The expanding availability of antipoverty transfers has devastated the work effort of poor and lower-middle income families. By 1975 the lowest-earning fifth of families had 24.8% more families with a prime-work age head and no one working than did their middle-income peers. By 2015 this differential had risen to 37.1%. And by that same year, even families in the lower-middle income quintile headed by working-age persons were almost 6% more likely to have no one working than a similar family in the middle-income quintile.
Even these numbers understate the decline in work among low-income Americans that has accompanied the War on Poverty. Compared with the low-income quintile, the lower-middle quintile today has three times as many families with two or more workers, and the middle quintile has five times as many. The trend illustrates how the War on Poverty produced an unprecedented decline in work effort among those who received benefits.
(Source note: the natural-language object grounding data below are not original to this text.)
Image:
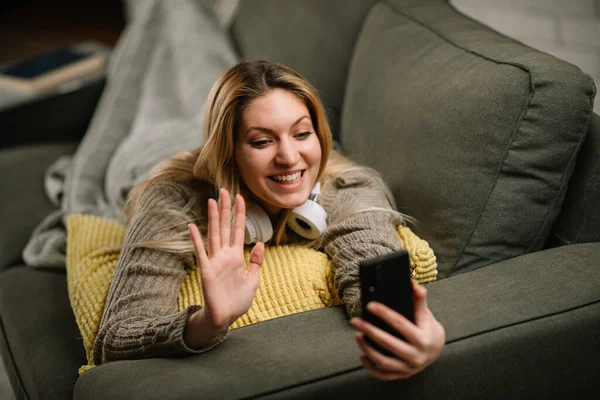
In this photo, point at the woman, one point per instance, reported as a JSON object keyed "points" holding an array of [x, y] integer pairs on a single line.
{"points": [[266, 142]]}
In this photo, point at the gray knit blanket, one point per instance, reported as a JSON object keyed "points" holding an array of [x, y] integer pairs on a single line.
{"points": [[158, 79]]}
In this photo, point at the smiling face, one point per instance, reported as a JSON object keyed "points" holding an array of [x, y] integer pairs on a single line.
{"points": [[277, 151]]}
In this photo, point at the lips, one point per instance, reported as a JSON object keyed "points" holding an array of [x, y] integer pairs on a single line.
{"points": [[290, 177]]}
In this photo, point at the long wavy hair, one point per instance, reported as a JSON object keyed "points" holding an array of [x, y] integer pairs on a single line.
{"points": [[214, 161]]}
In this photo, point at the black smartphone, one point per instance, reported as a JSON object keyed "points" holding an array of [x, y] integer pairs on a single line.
{"points": [[386, 279]]}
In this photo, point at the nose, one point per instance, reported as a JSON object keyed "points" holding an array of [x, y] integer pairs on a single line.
{"points": [[287, 153]]}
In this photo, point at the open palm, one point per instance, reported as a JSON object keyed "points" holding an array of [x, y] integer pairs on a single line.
{"points": [[228, 287]]}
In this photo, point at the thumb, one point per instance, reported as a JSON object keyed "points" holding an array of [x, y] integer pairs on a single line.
{"points": [[257, 257]]}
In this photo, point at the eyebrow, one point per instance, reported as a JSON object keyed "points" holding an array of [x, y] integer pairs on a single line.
{"points": [[267, 130]]}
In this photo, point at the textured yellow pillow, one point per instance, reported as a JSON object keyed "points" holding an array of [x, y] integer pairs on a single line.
{"points": [[293, 278]]}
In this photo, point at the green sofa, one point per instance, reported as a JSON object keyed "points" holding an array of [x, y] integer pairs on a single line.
{"points": [[490, 144]]}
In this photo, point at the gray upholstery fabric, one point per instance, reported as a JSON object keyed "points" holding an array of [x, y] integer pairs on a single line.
{"points": [[38, 325], [314, 37], [534, 295], [579, 219], [22, 172], [475, 133], [491, 373]]}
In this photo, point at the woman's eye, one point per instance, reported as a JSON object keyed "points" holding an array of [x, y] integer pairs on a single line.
{"points": [[259, 143], [304, 135]]}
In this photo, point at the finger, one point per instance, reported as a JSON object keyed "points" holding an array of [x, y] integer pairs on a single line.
{"points": [[372, 370], [239, 226], [257, 257], [421, 309], [214, 241], [396, 346], [198, 246], [381, 361], [397, 321], [225, 216]]}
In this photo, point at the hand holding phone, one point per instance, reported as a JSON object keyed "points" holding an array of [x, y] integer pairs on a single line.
{"points": [[387, 280]]}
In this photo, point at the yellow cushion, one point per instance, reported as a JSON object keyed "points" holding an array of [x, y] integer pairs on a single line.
{"points": [[293, 278]]}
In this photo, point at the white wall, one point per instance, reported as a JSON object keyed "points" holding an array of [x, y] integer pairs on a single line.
{"points": [[567, 29]]}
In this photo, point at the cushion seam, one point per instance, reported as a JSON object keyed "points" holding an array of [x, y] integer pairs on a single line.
{"points": [[586, 188], [562, 192], [12, 360], [516, 129], [525, 321]]}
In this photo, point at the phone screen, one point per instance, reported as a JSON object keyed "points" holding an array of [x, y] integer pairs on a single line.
{"points": [[33, 67], [387, 280]]}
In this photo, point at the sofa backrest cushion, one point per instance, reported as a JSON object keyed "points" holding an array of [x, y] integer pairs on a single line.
{"points": [[476, 134], [579, 218], [314, 37]]}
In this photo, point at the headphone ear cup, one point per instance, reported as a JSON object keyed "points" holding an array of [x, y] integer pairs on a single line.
{"points": [[258, 225], [308, 220]]}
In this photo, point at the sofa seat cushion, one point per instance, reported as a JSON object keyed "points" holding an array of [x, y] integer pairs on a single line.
{"points": [[476, 134], [39, 340], [543, 306], [24, 201]]}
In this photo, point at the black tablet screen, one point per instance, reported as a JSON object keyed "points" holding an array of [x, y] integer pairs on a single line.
{"points": [[39, 65]]}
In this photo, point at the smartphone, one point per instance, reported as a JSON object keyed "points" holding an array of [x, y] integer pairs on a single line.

The massive reduction in material poverty that government transfers have allowed has come at a considerable underappreciated cost. The War on Poverty has increased dependency and failed in its primary effort to bring poor people into the mainstream of America’s economy and communal life. Government programs replaced deprivation with idleness, stifling human flourishing. It happened just as President Franklin Roosevelt said it would: “The lessons of history,” he said in 1935, “show conclusively that continued dependency upon relief induces a spiritual and moral disintegration fundamentally destructive to the national fiber.”
—Mr. Gramm is a former Chairman of the Senate Banking Committee. Mr. Early served twice as assistant commissioner at the Bureau of Labor Statistics and is president of Vital Few LLC. Bob Ekelund and Mike Solon contributed to this article.